The women were transferred from the maternity waiting home to the hospital’s maternity ward at the onset of labour. In a few cases, such as in connection with acute complications during the pregnancy (for example, severe preeclampsia), this occurred earlier. The duration of stay at the maternity waiting home was on average 8.6 days (distribution 1–36 days). Of the 195 births, 24 were caesarian sections, approximately the same percentage as for all the births at the hospital in that year. Of the remaining births, 20 were vacuum deliveries. Postpartum haemorrhage requiring treatment was registered for nine of the vaginal births, three of which needed blood transfusions.
Cost-effective birth assistance
A large number of the women who availed themselves of the maternity waiting home were young, one-third were teenagers and more than two-thirds were primiparous. This group is especially important to reach, as teenage mothers may easily fall outside the sphere of organised maternity care. As many as 58 % of teenage mothers in Nepal give birth with no trained birth attendant present. This is higher than for other age groups (2). The maternity waiting home can most likely reduce this percentage for the youngest and most vulnerable pregnant women.
Even though the journey was planned and therefore most often by bus, many had a long way to travel and considerable travel expenses (average travel costs of 1 496 rupees represent a major expense when a daily wage is around 400 rupees). The alternative is not to begin the journey until labour has started. Then it is more urgent, and the women must frequently rent a private jeep or ambulance. These are much more expensive and often very difficult or impossible to get hold of, for example at night.
In 2016, a little more than 40 % of the women who gave birth in Okhaldhunga Community Hospital came from the hospital’s maternity waiting home. Most of these were young, primiparous women. Many had additional risk factors, but not all. Presumably very many of them would have given birth at home in their villages had it not been for the offer to stay at the maternity waiting home. In that case they would have been deprived of life-saving obstetric assistance, for example surgical deliveries and treatment for postpartum haemorrhage, preeclampsia and infections. A recently published study from the hospital concluded that the rate of caesarian sections was low, and that there were no signs of unnecessary use of caesarian section (9). There is therefore reason to assume that these procedures were necessary.
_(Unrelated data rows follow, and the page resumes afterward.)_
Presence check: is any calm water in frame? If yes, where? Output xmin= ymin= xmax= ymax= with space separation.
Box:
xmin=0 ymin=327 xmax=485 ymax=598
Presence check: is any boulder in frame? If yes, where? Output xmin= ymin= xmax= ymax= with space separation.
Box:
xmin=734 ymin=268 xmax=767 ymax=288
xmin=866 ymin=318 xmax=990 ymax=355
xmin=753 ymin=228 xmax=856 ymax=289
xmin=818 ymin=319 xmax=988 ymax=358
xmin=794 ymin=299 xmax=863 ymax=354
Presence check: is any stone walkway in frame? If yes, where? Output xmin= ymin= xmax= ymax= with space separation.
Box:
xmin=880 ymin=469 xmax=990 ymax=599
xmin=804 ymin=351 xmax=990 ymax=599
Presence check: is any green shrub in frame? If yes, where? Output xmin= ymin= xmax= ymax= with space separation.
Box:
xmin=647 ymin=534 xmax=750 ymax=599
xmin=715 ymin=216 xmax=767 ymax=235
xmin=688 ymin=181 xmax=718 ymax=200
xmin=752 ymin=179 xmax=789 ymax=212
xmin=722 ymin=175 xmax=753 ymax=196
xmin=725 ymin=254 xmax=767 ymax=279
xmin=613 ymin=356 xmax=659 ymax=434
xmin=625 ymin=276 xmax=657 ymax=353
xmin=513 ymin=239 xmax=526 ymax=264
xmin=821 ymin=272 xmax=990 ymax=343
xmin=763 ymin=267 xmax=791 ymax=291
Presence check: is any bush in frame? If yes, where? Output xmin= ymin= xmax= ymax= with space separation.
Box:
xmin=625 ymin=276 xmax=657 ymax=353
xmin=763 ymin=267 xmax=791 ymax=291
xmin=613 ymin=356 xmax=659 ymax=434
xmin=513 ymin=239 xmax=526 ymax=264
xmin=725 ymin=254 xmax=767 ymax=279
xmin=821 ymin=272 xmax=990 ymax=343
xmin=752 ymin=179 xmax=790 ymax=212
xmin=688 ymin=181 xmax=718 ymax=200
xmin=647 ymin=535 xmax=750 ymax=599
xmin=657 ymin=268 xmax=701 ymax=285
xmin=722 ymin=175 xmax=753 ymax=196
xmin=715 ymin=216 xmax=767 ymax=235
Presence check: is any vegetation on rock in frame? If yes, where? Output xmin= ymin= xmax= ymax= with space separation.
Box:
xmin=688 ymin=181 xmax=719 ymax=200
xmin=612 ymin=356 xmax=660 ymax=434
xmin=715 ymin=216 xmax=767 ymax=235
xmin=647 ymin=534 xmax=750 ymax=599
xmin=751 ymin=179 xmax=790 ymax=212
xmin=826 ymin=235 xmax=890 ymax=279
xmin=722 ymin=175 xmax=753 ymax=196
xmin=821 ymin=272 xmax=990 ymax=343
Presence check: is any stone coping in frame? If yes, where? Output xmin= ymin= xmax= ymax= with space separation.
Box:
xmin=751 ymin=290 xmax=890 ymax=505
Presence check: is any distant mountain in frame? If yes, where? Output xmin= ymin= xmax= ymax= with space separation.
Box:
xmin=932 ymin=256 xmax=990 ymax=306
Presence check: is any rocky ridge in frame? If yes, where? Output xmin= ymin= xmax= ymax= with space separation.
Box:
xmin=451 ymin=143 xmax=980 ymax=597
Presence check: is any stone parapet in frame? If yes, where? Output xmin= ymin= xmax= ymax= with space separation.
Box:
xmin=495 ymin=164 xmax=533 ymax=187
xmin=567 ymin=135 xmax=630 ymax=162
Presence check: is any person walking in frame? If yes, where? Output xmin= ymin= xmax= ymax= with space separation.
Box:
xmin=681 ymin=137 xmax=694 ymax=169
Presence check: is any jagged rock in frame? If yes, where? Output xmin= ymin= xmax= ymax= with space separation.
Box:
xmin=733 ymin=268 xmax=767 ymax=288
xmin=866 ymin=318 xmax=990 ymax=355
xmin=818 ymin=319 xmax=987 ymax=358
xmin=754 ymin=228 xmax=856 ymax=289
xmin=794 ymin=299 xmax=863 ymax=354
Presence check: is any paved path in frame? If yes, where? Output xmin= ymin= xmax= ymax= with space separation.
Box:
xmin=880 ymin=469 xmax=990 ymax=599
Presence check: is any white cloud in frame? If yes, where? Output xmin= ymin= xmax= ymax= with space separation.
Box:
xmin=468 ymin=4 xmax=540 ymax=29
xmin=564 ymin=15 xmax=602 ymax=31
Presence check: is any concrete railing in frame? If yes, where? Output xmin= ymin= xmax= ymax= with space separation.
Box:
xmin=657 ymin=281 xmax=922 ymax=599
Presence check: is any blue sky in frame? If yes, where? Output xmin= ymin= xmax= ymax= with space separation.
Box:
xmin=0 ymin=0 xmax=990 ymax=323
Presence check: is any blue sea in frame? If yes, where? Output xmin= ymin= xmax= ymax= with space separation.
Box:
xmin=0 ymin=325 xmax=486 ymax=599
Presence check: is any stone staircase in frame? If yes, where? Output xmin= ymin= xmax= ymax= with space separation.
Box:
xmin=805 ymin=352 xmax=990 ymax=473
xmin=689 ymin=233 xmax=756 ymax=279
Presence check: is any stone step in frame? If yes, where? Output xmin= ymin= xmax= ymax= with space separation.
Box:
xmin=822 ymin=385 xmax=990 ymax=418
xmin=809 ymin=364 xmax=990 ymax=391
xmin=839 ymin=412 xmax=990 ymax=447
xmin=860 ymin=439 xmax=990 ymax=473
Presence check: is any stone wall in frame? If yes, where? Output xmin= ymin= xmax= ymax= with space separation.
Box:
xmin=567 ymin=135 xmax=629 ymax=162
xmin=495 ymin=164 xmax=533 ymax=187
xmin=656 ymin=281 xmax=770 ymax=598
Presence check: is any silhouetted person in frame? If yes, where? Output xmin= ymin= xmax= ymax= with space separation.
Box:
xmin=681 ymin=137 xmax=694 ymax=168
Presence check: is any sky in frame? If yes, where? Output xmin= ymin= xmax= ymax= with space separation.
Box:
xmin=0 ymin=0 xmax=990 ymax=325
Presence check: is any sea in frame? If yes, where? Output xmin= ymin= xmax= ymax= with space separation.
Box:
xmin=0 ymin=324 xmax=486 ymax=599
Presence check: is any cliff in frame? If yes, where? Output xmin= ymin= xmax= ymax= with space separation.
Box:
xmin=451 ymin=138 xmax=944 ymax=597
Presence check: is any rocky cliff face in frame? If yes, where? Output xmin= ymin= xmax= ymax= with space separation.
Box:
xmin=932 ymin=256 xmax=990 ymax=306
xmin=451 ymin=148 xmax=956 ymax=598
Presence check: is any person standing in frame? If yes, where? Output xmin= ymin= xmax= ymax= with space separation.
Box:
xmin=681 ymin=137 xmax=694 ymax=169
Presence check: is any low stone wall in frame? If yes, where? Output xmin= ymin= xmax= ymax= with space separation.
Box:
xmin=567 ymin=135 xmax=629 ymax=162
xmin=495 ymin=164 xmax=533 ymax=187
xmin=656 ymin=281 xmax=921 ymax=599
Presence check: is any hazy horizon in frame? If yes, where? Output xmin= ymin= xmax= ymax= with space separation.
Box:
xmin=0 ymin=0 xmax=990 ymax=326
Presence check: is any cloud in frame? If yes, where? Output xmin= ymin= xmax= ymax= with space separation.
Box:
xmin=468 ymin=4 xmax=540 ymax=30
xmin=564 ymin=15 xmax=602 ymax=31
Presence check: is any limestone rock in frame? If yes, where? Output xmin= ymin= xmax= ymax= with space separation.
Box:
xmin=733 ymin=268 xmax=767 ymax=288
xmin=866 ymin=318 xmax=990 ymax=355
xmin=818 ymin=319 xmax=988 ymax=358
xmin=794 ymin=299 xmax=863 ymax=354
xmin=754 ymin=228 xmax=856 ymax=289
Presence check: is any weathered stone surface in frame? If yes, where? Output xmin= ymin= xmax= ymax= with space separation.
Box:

Total costs of running the maternity waiting home throughout the year amounted to NOK 103 000, equivalent to NOK 234 per birth. Of these costs, NOK 56 000 was spent on food and 47 000 on the nursing assistant’s salary. In areas with scattered settlement and poor infrastructure, the maternity waiting home is a cost-effective method of improving the availability of birth assistance at the hospital. Our experience shows that the effect may be particularly great for young, primiparous women.